Este 6 de junio, cuando los mexicanos salgamos a votar, estará en juego algo más que el cambio de poder en varias gubernaturas, los congresos estatales, el federal y las presidencias municipales. Como nunca en la historia de nuestro país, estarán en juego dos visiones políticas de lo que significa el ejercicio de gobierno. Y esto tendrá sin duda una repercusión de lo que será la democracia y la vida institucional en nuestro país.
Por un lado, está la visión del presidente Andrés Manuel López Obrador y su partido, Morena, para quien México se divide artificialmente en liberales y conservadores, división en la que caben, desde su óptica, los que lo apoyan y los que lo rechazan. Es una visión maniquea y centralista del poder, que raya a veces en el autoritarismo, pese a que los ropajes que utiliza el presidente sean los del demócrata liberal. Para AMLO, no existe otra ruta que la suya y quienes lo critican, así sea con razón, de inmediato ingresan en el mundo de los conservadores, que merecen la descalificación y el insulto.

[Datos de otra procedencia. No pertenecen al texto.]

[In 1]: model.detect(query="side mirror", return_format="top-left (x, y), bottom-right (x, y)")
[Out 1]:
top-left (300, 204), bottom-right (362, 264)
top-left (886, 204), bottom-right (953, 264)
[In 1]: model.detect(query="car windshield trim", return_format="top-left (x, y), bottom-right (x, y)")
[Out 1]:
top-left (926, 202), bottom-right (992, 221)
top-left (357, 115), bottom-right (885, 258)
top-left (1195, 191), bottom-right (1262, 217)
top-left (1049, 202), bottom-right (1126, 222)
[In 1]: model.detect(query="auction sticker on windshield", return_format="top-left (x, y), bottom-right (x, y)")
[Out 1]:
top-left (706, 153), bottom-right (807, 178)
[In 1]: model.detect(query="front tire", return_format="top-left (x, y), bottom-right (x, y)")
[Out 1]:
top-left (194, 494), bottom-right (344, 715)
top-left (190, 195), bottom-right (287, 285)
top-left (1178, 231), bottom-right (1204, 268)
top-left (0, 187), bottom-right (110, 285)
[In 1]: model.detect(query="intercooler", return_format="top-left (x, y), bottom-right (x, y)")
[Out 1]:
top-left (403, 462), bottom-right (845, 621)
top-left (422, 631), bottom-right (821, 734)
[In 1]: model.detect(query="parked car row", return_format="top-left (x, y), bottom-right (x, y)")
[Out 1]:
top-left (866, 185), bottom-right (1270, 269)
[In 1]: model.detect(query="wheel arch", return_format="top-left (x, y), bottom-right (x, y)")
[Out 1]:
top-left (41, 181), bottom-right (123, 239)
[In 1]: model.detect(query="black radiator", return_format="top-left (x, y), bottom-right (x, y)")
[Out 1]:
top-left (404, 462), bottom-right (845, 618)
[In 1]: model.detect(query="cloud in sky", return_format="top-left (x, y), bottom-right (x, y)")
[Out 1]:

Parapetado en un discurso de apoyo a las clases marginadas, el presidente no ha tenido empacho en asumirse en el lado correcto de la historia, asumiendo incluso que sus errores pueden ser tolerados porque lo guía una buena intención. Pero no es así: gobernar desde el recelo, desde el desdén al enemigo, desde la confrontación permanente sólo puede traer como consecuencia la polarización del país.
Por otro lado, existe una visión en la que se conjuntan diferentes voces, todas unidas con un solo objetivo, la derrota de Morena y el cambio de paradigma político. Se trata de alianzas de urgencia, en la que partidos antes adversarios, como PRI, PAN y PRD, han tenido que unirse porque solo de esa manera se puede poner un alto al absolutismo del partido en el poder. Todavía es una incógnita cómo podría ser un eventual gobierno aliancista, pero sin duda se trata de un ejercicio interesante, que puede servir de contrapeso para regular las ansias de poder eterno que pueda tener algún gobernante.
La visión del presidente y de Morena es un desafío permanente a la democracia y a las instituciones. Desde la polarización, desde el sectarismo, AMLO ha diseñado una conducta política que hoy podemos ver replicada, por ejemplo, en el líder de su partido, Mario Delgado, y en dos candidatos, Félix Salgado Macedonio y Raúl Morón, para quienes las instituciones deben someterse a sus caprichos, aunque violenten la ley.
La otra visión es más incluyente, pero falta una propuesta política que ayude a disolver las dudas respecto a si una alianza entre partidos rivales pueda prosperar, por más que hoy esto sea algo normal en diversos países, donde la unión de fuerzas ha servido para equilibrar la balanza política y el ejercicio del poder.
No es tanto que el país se debata entre autoritarismo y libertad sino entre la tentación del autoritarismo y la incógnita de una libertad de la que todavía no conocemos sus alcances. Algo sí es cierto: se debe salir a votar para que la democracia mexicana sea incluyente y nadie se sienta con derecho a imponer, amedrentar, polarizar, mentir, pontificar, dar lecciones de historia y moral. Ni AMLO ni su partido son los dueños del país. Pretender gobernar desde una visión centralista, en la que se cree encarnar un destino, no tiene sentido en una democracia. México es un país en el que todas las fuerzas políticas deben trabajar en un bien común, el bienestar de la gente, no para darle rienda suelta a las obsesiones de un solo hombre.